I was sent this photograph by Vince Cunningham with a request to help identify her. All he knew was that his father, Hugh Cunningham, had served on her at some time. After checking various references I determined that it was the Halcyon Class minesweeper HMS Salamander and that she was one of three ships attacked by RAF Typhoons on 27 August 1944. HMSs Britomart and Hussar were sunk, while Salamander was a constructive loss.

Clifford Franklin later sent the following to the Corvette Mailing List

For a complete story of the attack on the minesweepers off Le Havre, read the relevant chapter in "Friend or Foe: Friendly Fire at Sea, 1939-45," written by Paul Kemp and published by Leo Cooper, 1995. Essentially, the minesweepers were spotted on radar, and an RAF strike organised.

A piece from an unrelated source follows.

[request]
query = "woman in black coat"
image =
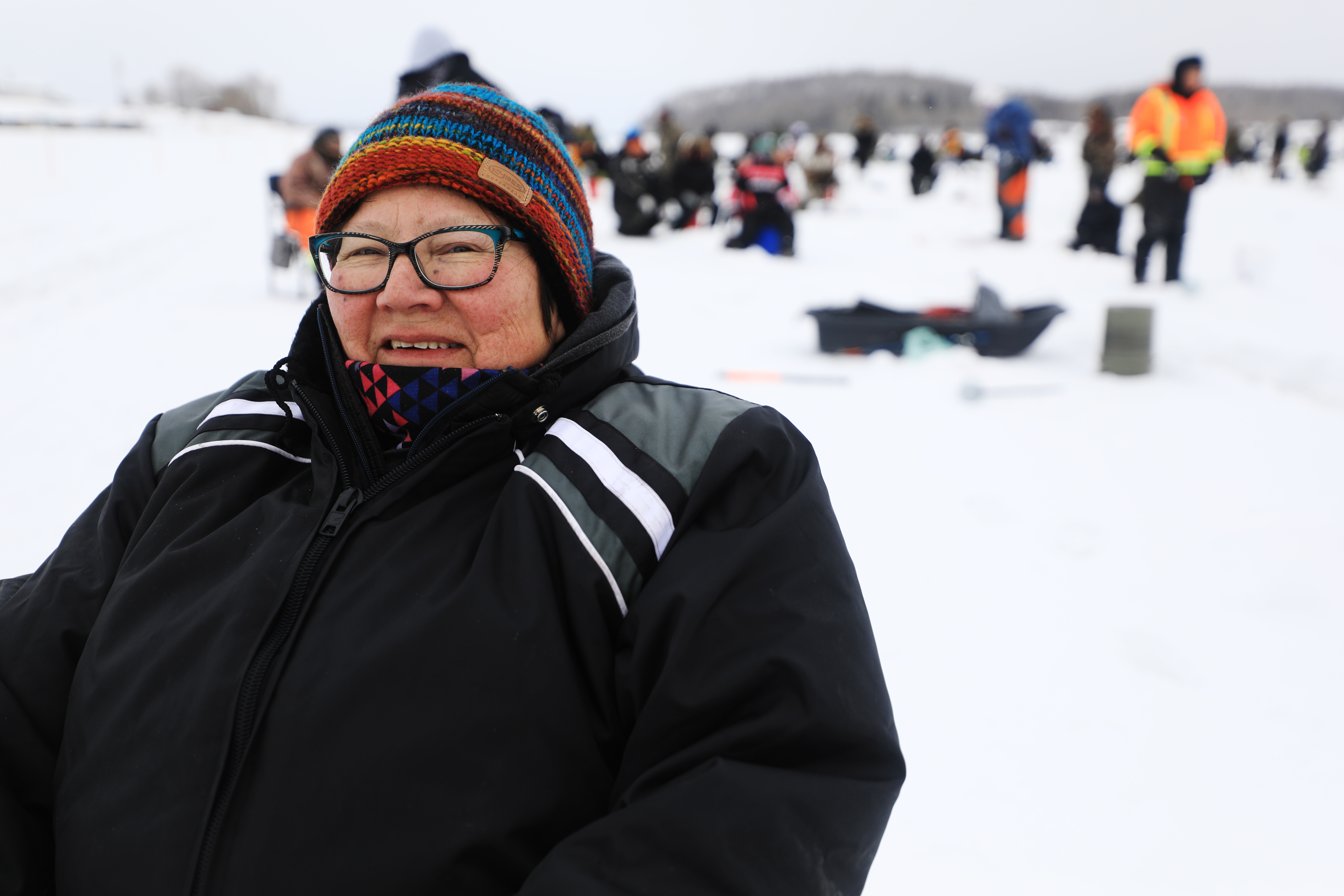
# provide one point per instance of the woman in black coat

The naval authorities knew the vessels were there, but the liaison officer had not bothered to pass the information on to his RAF counterpart, so the RAF assumed they were enemy vessels. When the Typhoon strike leader saw the minesweepers, he was unsure as to their identity, and thought they were British. He queried the order to attack a couple of times, but was eventually over-ruled by his controller, and attack they did, with tragic consequences. All because one officer had not bothered to pass on a piece of paper to another officer.

Vince replied with

Many thanks for the information. It fits a family story, I didn't know the ship was the same one. My father died in 1963, when I was 12, so the details are a bit vague. The events have been passed on in the family. The story we have heard was that the ship was cut in two, the forward section eventually making it to port. There was an officer on HMS Salamander who wasn't very popular with the crew. Immediately atter the incident they saw him closing watertight doors, which kept the aft section afloat. This was the last they ever saw of him - he saved many of the crew at the cost of his own life.